The Louisville  Conference on Literature and Culture since 1900 University of Louisville
P
ercival Everett




There might not be a more fertile mind in American fiction today than Percival Everett. For more than two decades, he has published almost a book a year, including a farcical Western, a savage satire of the publishing industry, a children’s story spoofing counting books, retellings of the Greek myths of Medea and Dionysus, and a philosophical tract narrated by a four year-old. The Washington Post has called him “one of the most adventurously experimental of modern American novelists,” and has declared his most recent novel, THE WATER CURE, "his finest book to date." According to The Boston Globe, “He's literature’s NASCAR champion, going flat out, narrowly avoiding one seemingly inevitable crash only to steer straight for the next.”

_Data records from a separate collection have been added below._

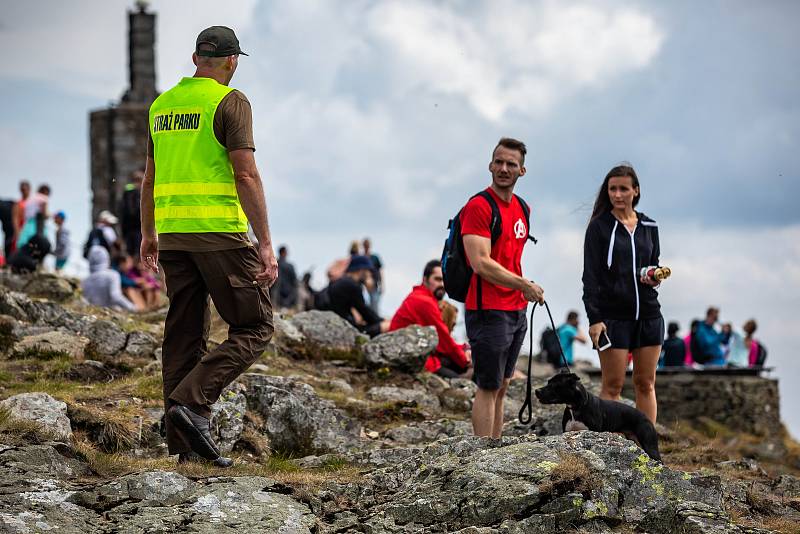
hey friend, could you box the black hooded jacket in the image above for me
[582,211,661,325]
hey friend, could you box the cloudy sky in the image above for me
[1,0,799,435]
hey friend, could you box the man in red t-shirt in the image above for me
[462,137,544,439]
[391,260,471,377]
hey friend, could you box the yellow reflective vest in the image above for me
[149,77,248,234]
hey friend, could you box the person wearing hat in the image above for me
[53,211,70,271]
[324,255,389,338]
[140,26,277,468]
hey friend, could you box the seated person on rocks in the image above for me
[390,260,472,378]
[82,245,136,312]
[115,254,146,311]
[326,255,389,337]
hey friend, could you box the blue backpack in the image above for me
[441,191,536,307]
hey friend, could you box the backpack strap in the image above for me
[514,194,538,244]
[473,191,502,312]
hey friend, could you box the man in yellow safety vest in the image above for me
[140,26,278,467]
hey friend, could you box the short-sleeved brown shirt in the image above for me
[148,88,256,252]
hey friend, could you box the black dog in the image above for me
[535,372,661,462]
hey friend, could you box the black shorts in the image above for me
[605,316,665,350]
[465,309,527,390]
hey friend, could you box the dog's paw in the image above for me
[564,420,589,432]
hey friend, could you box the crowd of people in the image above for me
[0,174,163,312]
[540,306,767,371]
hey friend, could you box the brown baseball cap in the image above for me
[196,26,248,57]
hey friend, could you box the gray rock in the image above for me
[0,393,72,439]
[363,325,438,373]
[774,474,800,498]
[384,419,472,445]
[210,383,247,454]
[12,330,89,360]
[69,470,195,510]
[23,274,76,302]
[242,373,363,456]
[66,360,113,382]
[289,310,366,359]
[124,330,158,358]
[269,313,307,357]
[0,289,32,321]
[440,378,477,412]
[321,432,726,533]
[367,386,441,413]
[86,319,128,357]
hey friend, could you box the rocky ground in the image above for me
[0,272,799,533]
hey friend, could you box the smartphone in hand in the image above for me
[597,331,612,352]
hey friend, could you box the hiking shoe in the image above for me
[167,405,221,461]
[178,450,234,468]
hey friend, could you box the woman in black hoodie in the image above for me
[582,164,663,424]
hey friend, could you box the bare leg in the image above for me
[124,287,146,311]
[472,387,498,437]
[632,345,661,423]
[491,378,511,439]
[599,348,629,401]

Everett’s writing has earned him the PEN USA 2006 Literary Award (for his 2005 novel, Wounded), the Academy Award for Literature of the American Academy of Arts and Letters and the Hurston/Wright Legacy Award (for his 2001 novel, Erasure), the PEN/Oakland-Josephine Miles Award for Excellence in Literature (for his 1996 story collection, Big Picture) and the New American Writing Award (for his 1990 novel, Zulus). He has served as a judge for, among others, the 1997 National Book Award for fiction and the PEN/Faulkner Award for Fiction in 1991. He is Distinguished Professor of English at the University of Southern California, where he teaches creative writing, American Studies, and critical theory.